"Kebun seorang teman asal Bali yang terletak di pinggir sungai sudah dipanen duluan oleh orang lain. Mereka tak takut lagi lantaran tahu perbuatannya itu hanya tindak pidana ringan," ujar Wayan, seperti dimuat pula pada Gatra 2 Oktober 2022 itu. Itu terus terjadi bahkan setelah pemuatan tulisan tersebut. Karena keseringan menegur ulah mereka sampai Wayan mengaku mulai bosan. Â
Perbuatan seperti itu yang membuat, misalnya, empat warga Polanto Jaya, Kabupaten Donggala, yakni M. Jufri alias Upong, Suparto, Sikusman, dan Mulyadi dijatuhi vonis kurungan lima bulan penjara oleh Pengadilan Negeri Pasangkayu, Sulawesi Barat, pada April 2018 lalu. Mereka kedapatan memanen buah sawit di areal HGU PT Mamuang. Para pelaku beralasan areal tersebut adalah miliknya, bukan milik sah perusahaan.
"Semoga keempat orang tersebut semakin bijak dan taat pada aturan hukum yang berlaku," kata Teguh Ali seperti ditulis antaranews pada 24 April 2018.
Sebenarnya, kata Teguh, kejadian itu bukan yang pertama. Perusahaan juga tak langsung memakai jalur pengadilan. "Kami sudah berusaha menempuh jalur musyawarah dan memberi penjelasan kepada mereka. Tetapi tidak pernah berhasil. Mereka terus melakukan aksinya memetik buah sawit secara tidak sah," kata Teguh.
Tidak hanya itu, Teguh mengatakan pada September 2017 perusahaan pernah mendatangkan staf Kantor BPN untuk memeriksa objek yang diklaim Upong sebagai lahan miliknya. "Saat itu pun sudah ditegaskan bahwa areal tersebut masuk dalam HGU PT Mamuang." Karena pelaku terus melakukan panen illegal, perusahaan pun terpaksa melaporkan kejadian tersebut ke Polres Pasangkayu.
Jadi sebenarnya, kata Teguh, PT Mamuang sangat menyayangkan isu kriminalisasi petani dan warga yang digembar-gemborkan beberapa pihak di media massa.
Padahal, sambung Teguh, PT Mamuang sebagai perusahaan yang hidup berdampingan dengan masyarakat, tidak hanya berorientasi bisnis. Sesuai visi dan misi Astra Agro Lestari, PT Mamuang juga ingin masyarakat maju, tumbuh bersama perusahaan, dan hidup sejahtera yang semuanya itu berusaha diwujudkan melalui program-program kemitraan bersama masyarakat dan lingkungan sekitar.

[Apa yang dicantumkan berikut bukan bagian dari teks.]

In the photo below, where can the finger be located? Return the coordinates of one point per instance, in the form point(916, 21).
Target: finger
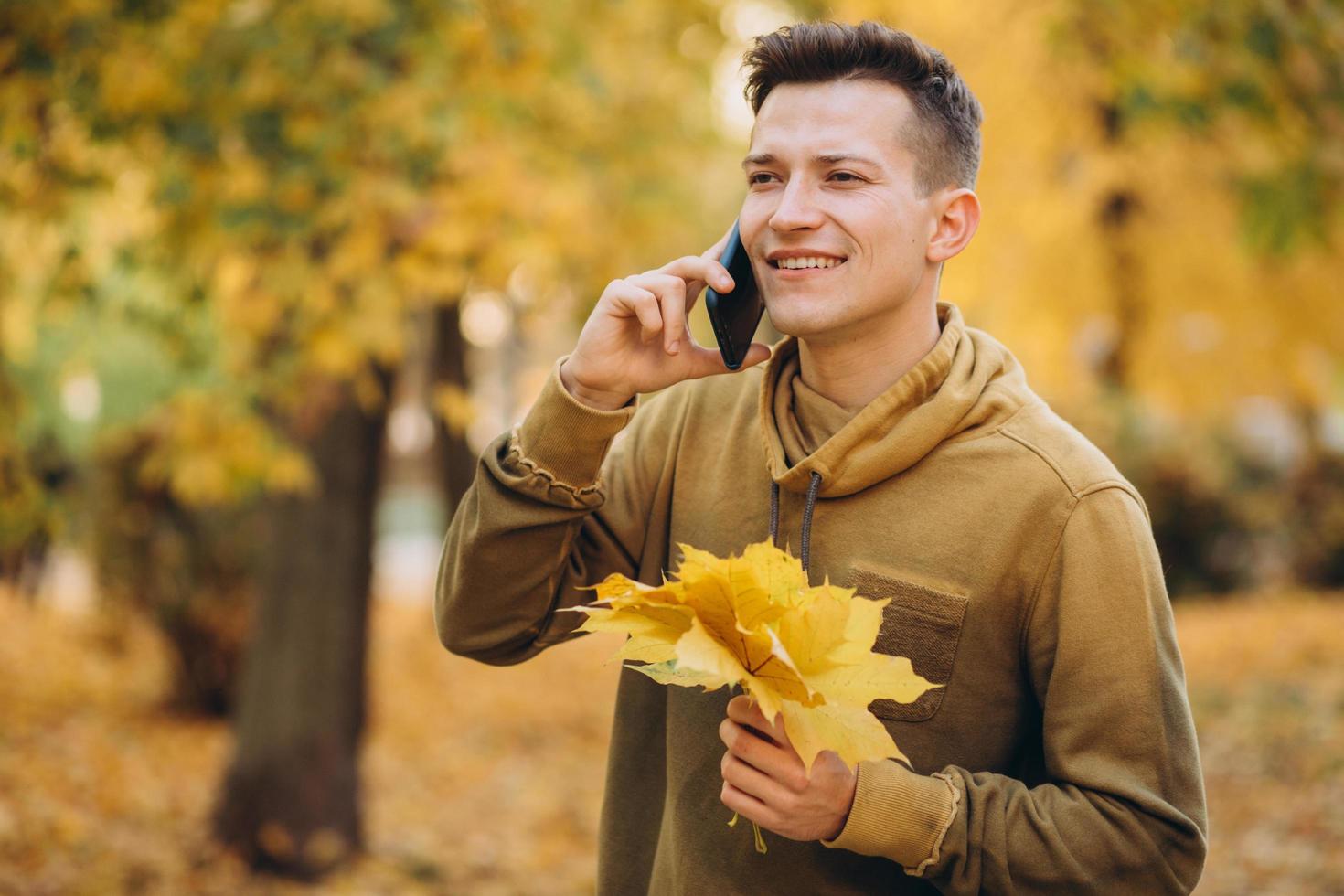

"Kami sangat serius menjalankan kebijakan keberlanjutan kami," kata Senior Vice President of Communications and Public Affair Astra Agro, Tofan Mahdi, dalam keterangan tertulis mereka. Menurut Tofan, jangankan melakukan kriminalisasi kepada masyarakat, perseroan sudah  menjalankan kebijakan keberlanjutan dengan prinsip tidak melakukan deforestasi dan menjadikan konservasi lahan gambut dan menghormati HAM sebagai misi utama.
Tentang konflik tanah, Wayan Sucana mengatakan bahwa konflik antara warga dengan perusahaan mulai marak sejak 2006. Beberapa kelompok masyarakat mengklaim bahwa tanah yang dipakai perkebunan itu merupakan tanah adat. Ada juga yang mengklaimnya sebagai tanah kelompok tani.
Misalnya klaim sebuah kelompok yang dihimpun Agung T, seorang pendatang Bugis, yang kemudian melakukan gugatan kepada perusahaan sawit. Gagal melakukan mediasi, jalur pengadilan pun ditempuh. Tak hanya Pengadilan Negeri, banding ke Pengadilan Tinggi, kasasi di Mahkamah Agung, hingga Peninjauan Kembali (PK) terus ditempuh. "PK itu ditolak," kata Wayan, "Tapi selanjutnya ada lagi gugatan."
Pada kasus yang sampai PK-nya ditolak MA itu, Agung menggugat 1.750 hektare - 3.000 hektare sebagai lahan masyarakat. Setelah PK-nya ditolak, Agung bahkan menggugat lagi seluruh wilayah kerja PT Mamuang, seluas 8.000 hektare.